Cavaliers X-factor: Kevin Love
The veteran forward has taken a ton of criticism this year, both from the media and from his own teammate, LeBron himself. Despite what LeBron might say, Love has been a willing participant on a squad with championship aspirations, and he’s certainly more talented than his numbers have shown this season. In his first-ever trip to the playoffs, it’ll be interesting to see if Love can find a new way to impact the game that we haven’t seen during the regular season.
How Boston Got Here: Turning it on down the stretch
The Celtics began this season on another half-hearted tank attempt, even trading away Rajon Rondo to the Mavericks in December before his offseason free agency, and then also trading Jeff Green to Memphis. The rest of the team was still extremely young, and coach Brad Stevens was trying to find minutes for all their development projects. Just before the All-Star break, however, this young team’s play started picking up, and after making a deal for Isaiah Thomas at the trade deadline, the Celtics’ play kicked up another notch, and they’ve since been one of the East’s best teams. Other veterans like Tyler Zeller and Jae Crowder (who came over in the Rondo trade) have helped this team shift into a winning mindset, and both Stevens and the brass believe this experience will be more valuable than their draft position would have been going forward. (This could have something to do with their huge stockpile of first-round picks as well.)
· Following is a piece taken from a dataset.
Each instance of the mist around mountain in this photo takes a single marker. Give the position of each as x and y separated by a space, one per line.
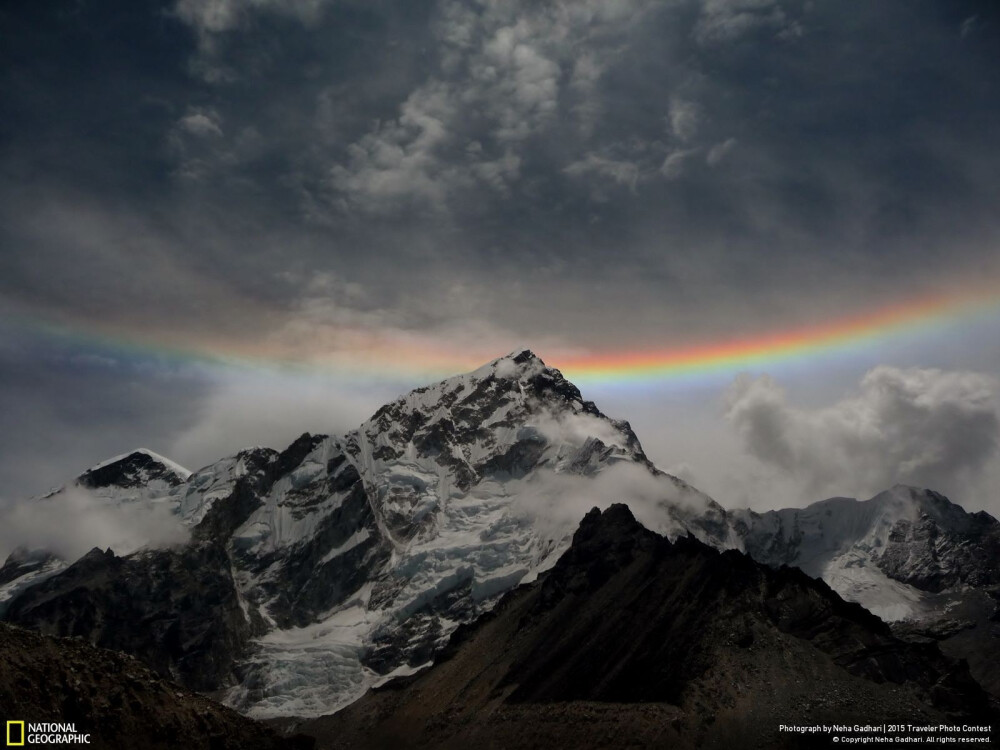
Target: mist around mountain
291 583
Celtics X-factor: Isaiah Thomas
Thomas has been the driving force for the Celtics during their playoff run, and he’s going to have put together a ridiculous series for Boston to have any type of chance. Kyrie Irving isn’t a great defensive player, so it’s possible the Cavs might have to slide over someone like Iman Shumpert to handle Thomas, or in a nightmare scenario, LeBron himself. Still, even the most outrageous version of Thomas probably can’t down Cleveland on his own.
Season Series Outcome: 2-2
The Cavaliers won the first two meetings of the season, with one game a 122-121 triumph on Nov. 14 and the next a 110-79 beat down on March 3. The Celtics won the last two matchups in the last week of the season, but Boston was making its playoff push and Cleveland was coasting/resting guys.
Prediction: Cavaliers in 5
The Celtics just don’t have an answer for LeBron, individually or as a team. Even if Boston can find a way to slow down the Cavaliers’ offense, they won’t be able to score enough points at the other end to win. They rank just 18th in the league in offensive rating, and while the Cavs are just 18th in defensive rating, it’s much easier to ramp up your defense come playoff time than it is to find a way of manufacturing points.